A high-throughput proteomic approach provides distinct signatures for thyroid cancer behavior

Abstract

Purpose: Well-differentiated thyroid cancer (WDTC) is the most frequent form of endocrine neoplasia. One of the main challenges in the management of this disease is distinguishing low-risk patients who can be treated by surgical resection of the lesion from those with a high likelihood of recurrence who need a more extensive approach, including total thyroidectomy and radioiodine ablation.

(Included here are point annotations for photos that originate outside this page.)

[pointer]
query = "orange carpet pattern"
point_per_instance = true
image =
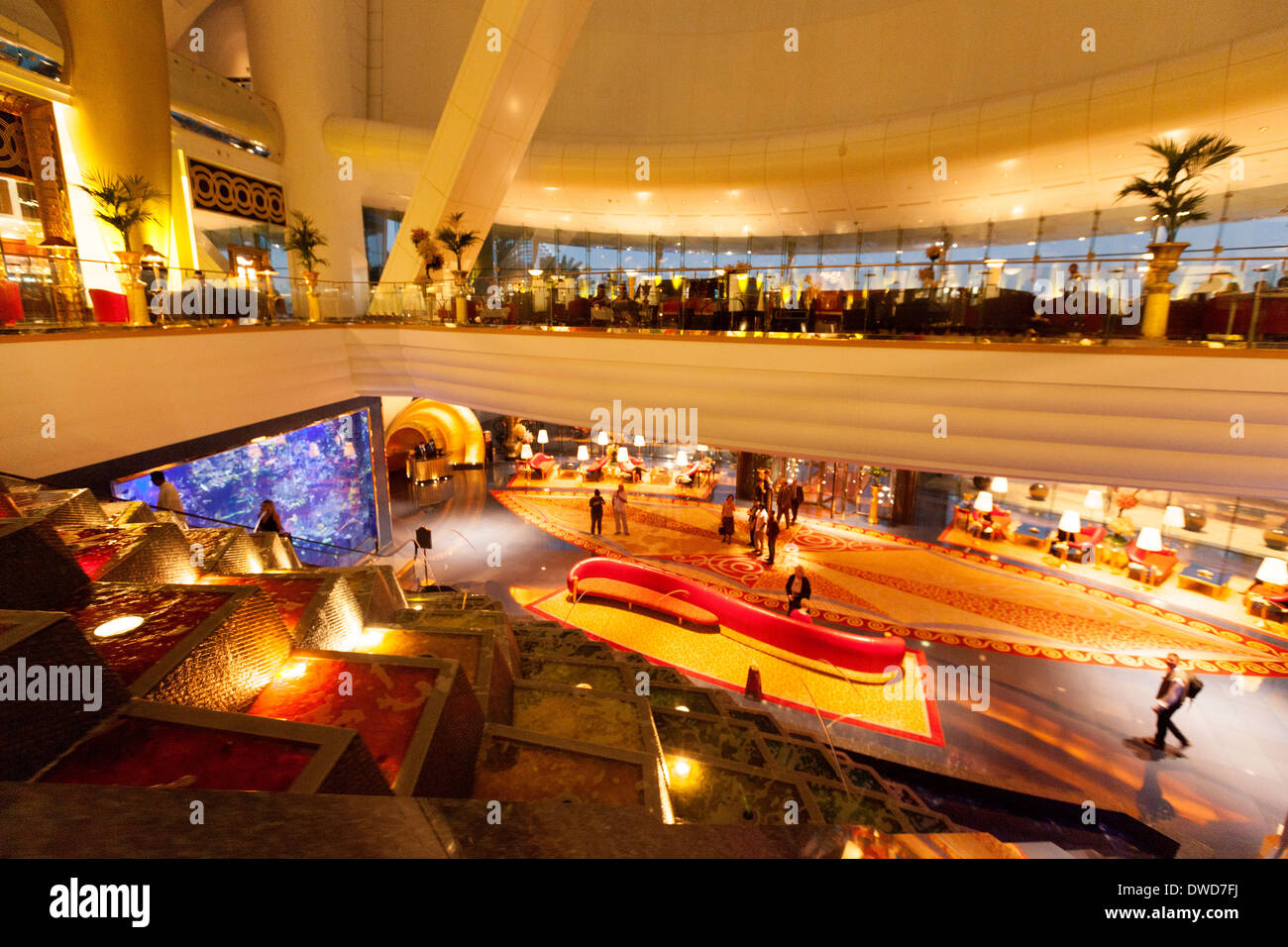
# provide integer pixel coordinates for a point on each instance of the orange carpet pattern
(875, 581)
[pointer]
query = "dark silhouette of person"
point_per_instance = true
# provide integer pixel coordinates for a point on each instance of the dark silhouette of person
(798, 589)
(1171, 694)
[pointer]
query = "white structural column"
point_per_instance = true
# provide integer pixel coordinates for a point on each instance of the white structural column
(510, 67)
(299, 60)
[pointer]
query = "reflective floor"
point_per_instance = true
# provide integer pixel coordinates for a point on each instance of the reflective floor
(1056, 727)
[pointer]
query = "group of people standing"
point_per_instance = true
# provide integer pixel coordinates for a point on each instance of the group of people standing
(596, 513)
(773, 506)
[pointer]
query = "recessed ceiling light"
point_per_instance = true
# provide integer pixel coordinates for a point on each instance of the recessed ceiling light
(119, 626)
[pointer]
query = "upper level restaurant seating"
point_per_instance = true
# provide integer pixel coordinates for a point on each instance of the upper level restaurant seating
(1158, 566)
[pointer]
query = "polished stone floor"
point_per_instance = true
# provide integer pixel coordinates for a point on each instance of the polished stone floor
(1054, 728)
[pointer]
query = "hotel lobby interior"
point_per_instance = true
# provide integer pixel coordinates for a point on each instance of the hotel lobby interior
(750, 447)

Experimental design: A tissue microarray (TMA) comprising 410 cases of WDTC was constructed with risk estimates for the following features: extrathyroidal extension, lymph node metastases, and vascular invasion. The variables examined were morphologic classification, candidate genetic, and proteomic biomarkers.

Results: BRAF (Raf kinase type B) mutant carriers showed increased risk of developing invasion compared with wild-type (WT) cases. However, when classified morphologically, classic papillary thyroid carcinomas (PTC) showed much higher risk estimates for invasive features compared with follicular variant PTCs (FVPTC); within these morphologic subgroups, BRAF mutational status did not provide independent risk estimates. Staining intensities for membranous galectin-3 (Gal3), HBME-1, and CK19 and nuclear Gal3 were statistically validated as markers of aggressive behavior. Estrogen receptor beta (ERβ) was overexpressed in lesions with invasive behavior. The utility of these biomarkers remained statistically significant in the FVPTC. In contrast, a different set of biomarkers proved effective in classic PTC where upregulation of cyclin D1, loss of p27, and overexpression of ERβ were associated with invasive behavior.

Conclusion: Different proteomic signatures validate the distinction of classic and FVPTC and provide a practical clinical mechanism to predict the thyroid cancer behavior and stratify patients for clinical management.